Но не было возможности вникнуть в их работу, потому что навстречу спешил библиотекарь – как мы уже знали, Малахия Гильдесгеймский. Он явно хотел выказать радушие, но я поневоле вздрогнул от его зловещего вида. Ростом он был высок, и при редкостной худобе конечности имел тяжелые и неуклюжие. Когда он шагал, окутанный черным орденским платьем, в его фигуре было что-то жуткое. Капюшон, который он, войдя в помещение, не опустил, оттенял бледность кожи и мрачность огромных тоскливых глаз. На лице лежал отпечаток страстей, по-видимому усмиренных усилием воли, но вылепивших все черты, ныне бездвижные и безжизненные. Облик его дышал скорбью и суровостью, а глаза глядели так пристально, что, мнилось, проницали душу собеседника, читая тайные помыслы, и вряд ли кто бы мог выдержать испытание и не потупиться, спасаясь от вторичного взгляда в эти глаза.

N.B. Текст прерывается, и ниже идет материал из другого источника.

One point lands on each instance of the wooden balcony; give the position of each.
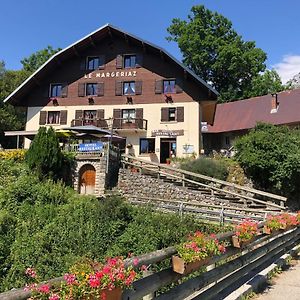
(118, 123)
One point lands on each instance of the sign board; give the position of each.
(169, 133)
(91, 147)
(188, 149)
(204, 127)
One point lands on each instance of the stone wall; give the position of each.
(133, 184)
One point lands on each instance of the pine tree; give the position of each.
(44, 155)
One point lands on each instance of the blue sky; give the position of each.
(31, 25)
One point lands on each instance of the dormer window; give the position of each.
(129, 61)
(55, 90)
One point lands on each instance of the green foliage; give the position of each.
(37, 59)
(267, 83)
(270, 156)
(44, 155)
(215, 52)
(207, 166)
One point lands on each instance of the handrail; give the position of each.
(235, 262)
(207, 178)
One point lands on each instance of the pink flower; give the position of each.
(69, 278)
(30, 272)
(45, 289)
(135, 262)
(54, 297)
(94, 281)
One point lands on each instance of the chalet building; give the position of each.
(236, 118)
(111, 78)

Библиотекарь представил нам работавших. О каждом Малахия рассказывал, над чем тот трудится, и я с восторгом находил во всех глубочайшую преданность науке и познанию слова Божия. Так мы познакомились с Венанцием Сальвемекским, переводчиком с греческого и арабского, приверженцем того самого Аристотеля, который несомненно был и будет великомудрейшим во человецех. С Бенцием из Упсалы, юным скандинавом, знатоком риторики. С Беренгаром Арундельским, помощником библиотекаря. С Имаросом Александрийским – переписчиком книг, получаемых библиотекой на несколько месяцев из других мест. А также с миниатюристами из разных стран: с Патрицием Клонмакнойзским, Рабаном Толедским, Магном Ионским, Вальдом Герефордским.
Я мог бы продолжить этот перечень, о, всего на свете привлекательнее перечень в своей неизъяснимой наглядности! Но нужно передать беседу, так как в ходе ее частично объяснилось смутное беспокойство, ощущаемое всеми, и наметилось нечто невысказанное, но подразумевавшееся в речах.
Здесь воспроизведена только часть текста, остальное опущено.